# Was tolles: Schrittmotor als Bremse



## maxi (2 Januar 2007)

Mein Cheffe hatte gerade eine nette Idee.

Wir haben ein Gerät das durch grosse Handkurbel angetrieben wird.
Ähnlich wie bei einen Trimm Dich Rad wollen wir den Widerstand verändern können.

Nun kahmen wir auf die Idee eine grossen Schrittmotor einzubauen und die Haltespannung zu variieren (schreibt man das so?) 

Meint ohr so was funktioniert?
Weiss wer was besseres?


----------



## Ralle (2 Januar 2007)

Könnte gehen, das wird dann aber ganz schön hacken, wegen des Rastmoments beim Schrittmotor.
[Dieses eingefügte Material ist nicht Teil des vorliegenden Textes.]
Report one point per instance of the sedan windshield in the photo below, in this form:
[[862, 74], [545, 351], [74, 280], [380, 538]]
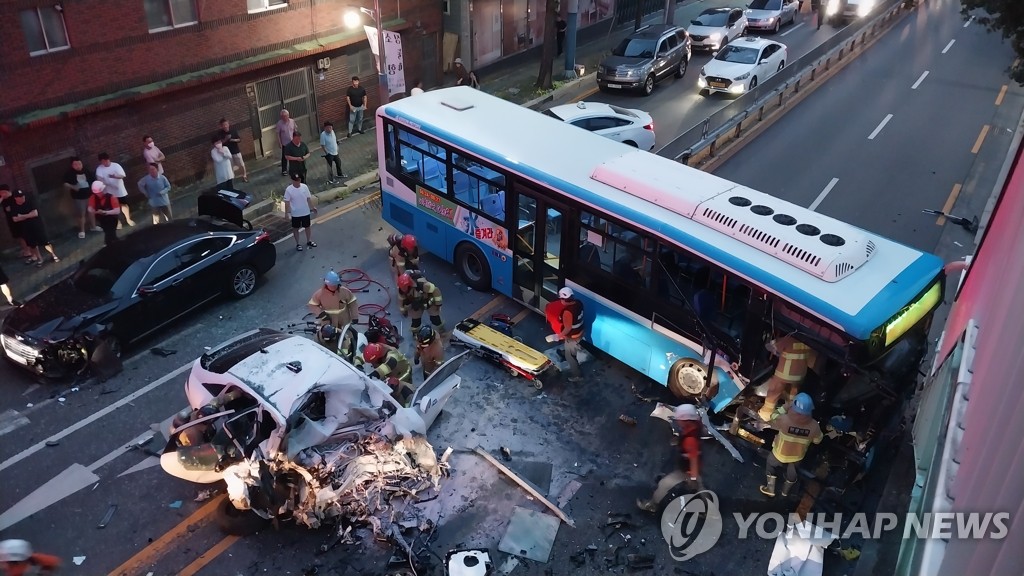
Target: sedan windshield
[[737, 54], [635, 47], [714, 19], [97, 276]]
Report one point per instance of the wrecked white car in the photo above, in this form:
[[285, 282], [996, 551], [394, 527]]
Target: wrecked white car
[[298, 433]]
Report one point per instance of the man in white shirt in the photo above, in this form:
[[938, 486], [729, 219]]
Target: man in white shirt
[[112, 174], [298, 205]]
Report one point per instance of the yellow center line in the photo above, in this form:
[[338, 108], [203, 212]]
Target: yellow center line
[[1003, 93], [150, 554], [981, 138], [207, 557], [949, 204]]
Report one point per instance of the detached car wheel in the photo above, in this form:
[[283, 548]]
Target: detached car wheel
[[239, 523], [243, 281]]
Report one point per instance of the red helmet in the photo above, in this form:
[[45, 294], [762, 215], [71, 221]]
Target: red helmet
[[373, 353], [406, 282]]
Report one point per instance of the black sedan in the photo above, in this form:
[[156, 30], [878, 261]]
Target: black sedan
[[132, 289]]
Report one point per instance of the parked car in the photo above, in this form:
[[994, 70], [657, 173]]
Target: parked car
[[634, 127], [644, 57], [716, 28], [132, 289], [771, 14], [841, 12], [738, 67], [298, 433]]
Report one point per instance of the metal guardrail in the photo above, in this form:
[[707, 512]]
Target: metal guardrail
[[701, 140]]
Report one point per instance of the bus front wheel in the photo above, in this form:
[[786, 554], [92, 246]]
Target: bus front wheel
[[687, 378], [473, 266]]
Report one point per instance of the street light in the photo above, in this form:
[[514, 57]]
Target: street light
[[352, 19]]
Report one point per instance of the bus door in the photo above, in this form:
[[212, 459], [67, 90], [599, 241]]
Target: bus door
[[537, 251]]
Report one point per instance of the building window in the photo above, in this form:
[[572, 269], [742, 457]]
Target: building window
[[165, 14], [260, 5], [44, 30]]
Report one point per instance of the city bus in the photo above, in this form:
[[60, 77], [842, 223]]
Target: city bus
[[685, 277]]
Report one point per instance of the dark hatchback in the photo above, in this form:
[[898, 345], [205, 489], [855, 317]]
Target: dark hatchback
[[132, 289]]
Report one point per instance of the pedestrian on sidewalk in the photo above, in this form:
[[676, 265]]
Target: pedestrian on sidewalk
[[356, 97], [560, 27], [297, 153], [104, 208], [78, 178], [112, 174], [329, 139], [299, 204], [152, 154], [156, 188], [7, 203], [5, 289], [286, 127], [33, 230], [221, 164], [231, 139]]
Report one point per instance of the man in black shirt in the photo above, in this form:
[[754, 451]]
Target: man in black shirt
[[296, 153], [356, 96], [230, 139], [78, 180]]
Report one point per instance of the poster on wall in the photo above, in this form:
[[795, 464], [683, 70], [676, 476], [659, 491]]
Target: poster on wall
[[394, 59]]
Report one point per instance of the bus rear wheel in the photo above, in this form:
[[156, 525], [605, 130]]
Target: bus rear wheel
[[687, 378], [473, 266]]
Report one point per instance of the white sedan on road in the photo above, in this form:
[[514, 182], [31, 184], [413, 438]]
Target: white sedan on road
[[716, 28], [738, 67], [633, 127]]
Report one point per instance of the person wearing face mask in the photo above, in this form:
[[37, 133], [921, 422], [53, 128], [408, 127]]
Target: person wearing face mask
[[153, 155]]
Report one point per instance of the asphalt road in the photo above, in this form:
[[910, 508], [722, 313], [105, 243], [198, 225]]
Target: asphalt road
[[896, 131], [675, 104], [882, 184]]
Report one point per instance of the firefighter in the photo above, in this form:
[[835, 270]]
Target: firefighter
[[565, 318], [392, 367], [687, 425], [429, 350], [417, 294], [403, 253], [797, 429], [794, 360], [336, 300]]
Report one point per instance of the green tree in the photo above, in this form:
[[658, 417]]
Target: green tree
[[1005, 16], [548, 48]]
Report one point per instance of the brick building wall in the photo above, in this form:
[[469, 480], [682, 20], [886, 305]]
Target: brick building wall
[[118, 82]]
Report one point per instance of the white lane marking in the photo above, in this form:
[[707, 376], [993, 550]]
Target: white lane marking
[[10, 420], [880, 127], [824, 193], [59, 487], [920, 80], [82, 423], [792, 29]]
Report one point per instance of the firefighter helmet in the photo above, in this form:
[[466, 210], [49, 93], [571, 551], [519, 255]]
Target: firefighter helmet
[[803, 404], [425, 335], [373, 353]]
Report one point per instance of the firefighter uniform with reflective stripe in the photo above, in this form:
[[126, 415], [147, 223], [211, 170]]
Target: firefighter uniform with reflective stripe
[[340, 304], [795, 358]]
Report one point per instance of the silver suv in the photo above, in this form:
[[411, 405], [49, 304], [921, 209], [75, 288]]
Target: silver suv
[[644, 57]]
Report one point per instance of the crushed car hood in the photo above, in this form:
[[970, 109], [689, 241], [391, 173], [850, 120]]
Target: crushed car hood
[[57, 312]]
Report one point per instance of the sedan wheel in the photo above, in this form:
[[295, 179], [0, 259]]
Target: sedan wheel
[[682, 69], [243, 281], [648, 85]]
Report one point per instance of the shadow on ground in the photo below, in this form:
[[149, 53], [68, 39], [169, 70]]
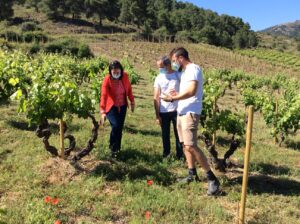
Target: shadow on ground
[[262, 184], [133, 130], [132, 164]]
Außerdem könnte es zusätzlich Geräusche machen (unsere SM pfiffen ganz schön, wenn man die zu stark beschleunigt hat oder festhielt).


----------



## Unregistrierter gast (2 Januar 2007)

maxi schrieb:


> Mein Cheffe hatte gerade eine nette Idee.
> 
> Wir haben ein Gerät das durch grosse Handkurbel angetrieben wird.
> Ähnlich wie bei einen Trimm Dich Rad wollen wir den Widerstand verändern können.
> ...


Da gibts doch Wirbelstrombremsen für, die sind an jedem Trimm - Rad drann. Da brauch man nichts neu zu erfinden.

Übrigens dürfen Schrittmotore nicht aus dem Schritt geworfen werden, die gehen dann durch. Keinesfalls kann man damit einen Moment einstellen.


----------



## Ralle (2 Januar 2007)

@ug

Na ja, die rasten dann wieder im nächsten oder übernächsten Schritt. Je höher der Haltestrom, desto mehr Kraft zum Ausrasten und desto lauter das Einrasten . Es stimmt allerdings, kann sein daß man mit Schwung dann locker weiterdrehen kann weil kein Moment mehr zustandekommt. Aber mit den Wirbelstrombremsen hast du recht.


----------



## Zefix (3 Januar 2007)

Mit Wirbelstrombremsen sind wir aber eher im Prüfstandsbereich


----------



## maxi (3 Januar 2007)

Hatte ich schon überlegt,
Wirbelstrombremse.

Allerdings gibt es keine kleinen mit Ansteuerung mehr fertig zu kaufen.
Wir wollen ja nur so 50-100 Watt verbraten. Keine KW.
Die Ansteuerng einer Wirbelstrombremse verlangt auch manchen Firman Mannjahre ab. Glaub beim IC habe ich mal was von 8,5 Mannjahren an der Konstuktion und Projektieren gehört (Ohne Testen und Monatge)
Das was in den Trimmdichrad eingebaut ist, da sitzten sehr viele Ingeniere drann die nichts anderes machen. 

---

Den Schrittmotor selbst möchte ich dann garnicht ansteuern, also bewegen. Der soll nur Halten.
Je nach Spannung und Strom die ich rein gebe soll er dann die mechanische Kraft abbremsen.


----------



## maxi (3 Januar 2007)

Schrittmotor glaub auch schmarrn,
ansich ist es ja das gleiche wie eine Wirbelstrombremse.
Und habe gerade gesehen wie geringes Haltemoment die haben.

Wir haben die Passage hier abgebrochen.